Training Data

The dataset behind SAGE

SAGE is trained on roughly 10,000 Steam games merged from SteamSpy (ownership & review aggregates) and the Steam Web API (store-page metadata). The pipeline below shows exactly how the raw sources become the steam_10k_prelaunch.csv file used by the model.

10,000 Games (rows)
71 Columns total
48 Pre-launch features used
6 Owner-tier classes

1 · Data sources

SteamSpy (base CSV)

Provides aggregate ownership buckets, review counts, playtime statistics, price, genre flags, and release month. This forms the base table keyed by appid.

  • owners
  • positive / negative
  • price
  • release_month
  • genre flags

Steam Web API (JSON)

Per-game store-page metadata: descriptions, screenshots, trailers, supported languages, platforms, categories, tags, packages, and achievements. Loaded as a dict keyed by appid.

  • screenshots
  • movies
  • categories
  • tags
  • supported_languages
  • publishers

2 · Preprocessing pipeline

Two scripts produce the final training file. The first enriches and merges; the second selects pre-launch-only features and builds the classification target.

  1. 1

    Load base CSV & Steam JSON

    Read SteamSpy CSV into a DataFrame; load Steam Web API JSON keyed by appid string.

  2. 2

    Extract pre-launch features from JSON

    For each game, derive ~30 columns: platform support, language counts, screenshot & trailer counts, description lengths, publisher/developer counts, Steam category flags (achievements, workshop, cloud, controller, VR…), tag counts and top-tag vote totals, package & SKU counts.

  3. 3

    Merge on appid (left join)

    Base CSV ⟕ JSON features. Rows with no JSON match keep their base columns; new numeric features are filled with 0.

  4. 4

    Engineer composite scores

    Seven derived features combine raw signals into interpretable proxies: store_page_score, platform_reach, marketing_score, publisher_backing, localization_score, steam_integration, and an is_mature_content flag.

  5. 5

    Drop post-launch columns (leakage prevention)

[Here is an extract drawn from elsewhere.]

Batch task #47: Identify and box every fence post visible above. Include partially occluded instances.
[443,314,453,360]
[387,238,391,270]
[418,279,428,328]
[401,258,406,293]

    Reviews, playtime, CCU, and owners themselves are excluded from the model — they wouldn't exist before launch and would leak the target.

  6. 6

    Build ordinal target & split

    Owners bucket → ordinal class 0–5 (top sparse buckets merged into ≥750K). Median imputation for any remaining numeric NaNs, then a stratified 80/20 train-test split followed by z-score scaling.

3 · Target variable

The model predicts an ordinal owner tier, not a raw owner count. The original 9 SteamSpy buckets are collapsed to 6 because the top 4 had too few samples (n = 136, 88, 53, 19) for reliable learning.

ClassOwner tierNotes
0≤ 10KMajority class (~69%)
1≤ 35K
2≤ 75K
3≤ 150K
4≤ 350K
5≥ 750KMerged top 4 sparse buckets

4 · Pre-launch features (49)

Only signals that exist before a game ships are used. Grouped by origin:

Pricing & release

  • price
  • initialprice
  • is_free
  • release_month

Genre flags (one-hot)

  • Action
  • Adventure
  • RPG
  • Strategy
  • Simulation
  • Indie
  • Sports
  • Racing

Store-page richness

  • screenshot_count
  • has_trailer
  • trailer_count
  • about_length
  • has_detailed_desc
  • has_website
  • has_support_email

Platform & localization

  • platform_count
  • supported_languages_count
  • full_audio_languages_count
  • required_age

Studio signals

  • developer_count
  • publisher_count
  • has_publisher
  • is_solo_dev

Steam ecosystem flags

  • is_multiplayer
  • has_achievements
  • has_trading_cards
  • has_workshop
  • has_cloud_save
  • has_controller_support
  • has_vr_support
  • has_in_app_purchases
  • has_family_sharing

Categories, tags & packaging

  • category_count
  • tag_count
  • has_multiplayer_tag
  • top_tag_votes_total
  • top_tag_votes_mean
  • dlc_count
  • package_count
  • sku_count
  • achievement_count

Engineered composite scores

  • store_page_score
  • platform_reach
  • marketing_score
  • publisher_backing
  • localization_score
  • steam_integration
  • is_mature_content
Columns explicitly excluded (post-launch / leakage)
  • positive
  • negative
  • total_reviews
  • positive_ratio
  • average_forever
  • average_2weeks
  • median_forever
  • median_2weeks
  • ccu
  • owners
  • log_owners
  • json_price_raw
  • appid

5 · Reproducibility

The full pipeline lives in two Python scripts. Output is the file the model trains on:

enrich_prelaunch.py Merges SteamSpy CSV with Steam API JSON and engineers composite features.
train_prelaunch_model.py Selects pre-launch features, builds the ordinal target, trains the stacked ensemble.
steam_10k_prelaunch.csv Final 10,000 × 71 training file consumed by the model.